Study Rationale: Phosphoinositides (PIPs) are a group of lipids that build cell membranes and play critical roles in mechanisms that control cell’s growth, movement, propagation and death. Recent studies point at a causative role for alterations in levels of PIPs in the mechanisms of Parkinson’s disease (PD). In this project, we will establish a collaboration between basic research in the neurochemistry of PD and a drug discovery center to discover small molecules that activate synaptojanin1, an enzyme involved in maintaining the balance of members belonging to the PIP group.
Hypothesis: We hypothesize that small molecules that can activate the synaptojanin1 phosphatase will reestablish homeostasis of PIPs in neuronal cells, modeling PD.
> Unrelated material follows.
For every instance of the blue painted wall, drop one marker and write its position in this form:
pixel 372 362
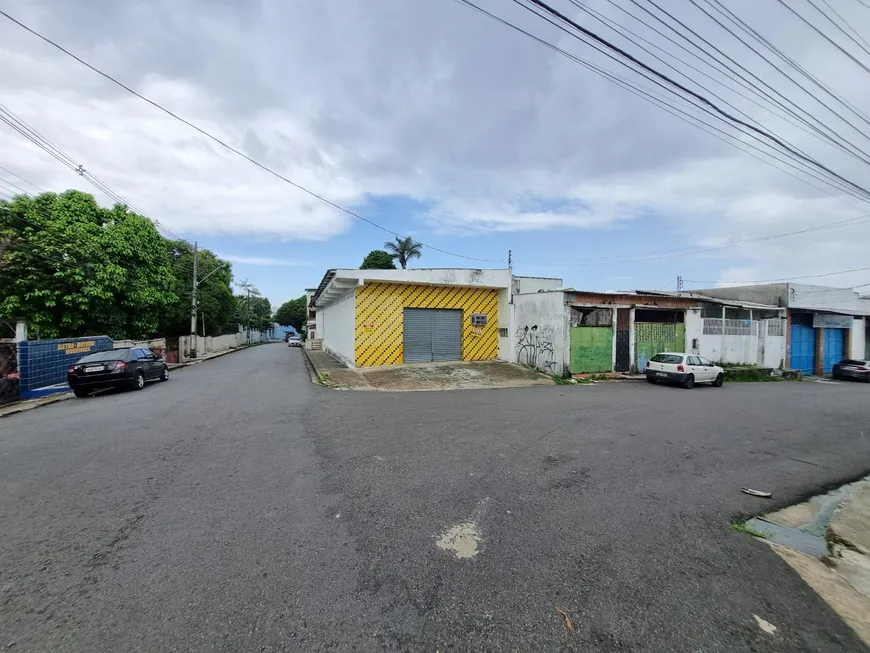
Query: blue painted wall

Study Design: In a collaborative study together with scientists at Blavatnik Center for Drug Discovery, we will use high-throughput screening to identify and develop small molecules to activate the phosphatase activity of synaptojanin1 and enhance synaptojanin1 expression levels. Hit molecules will be tested in a test tube and the most promising hit candidates will be analyzed by methods of medicinal chemistry and tested in cell models of PD.
Impact on Diagnosis/Treatment of Parkinson’s disease: This project will identify and validate a new therapeutic target for the treatment of PD.
Next Steps for Development: The small molecule identified in this study will be analyzed and improved for better chemical performances and for testing in preclinical PD models.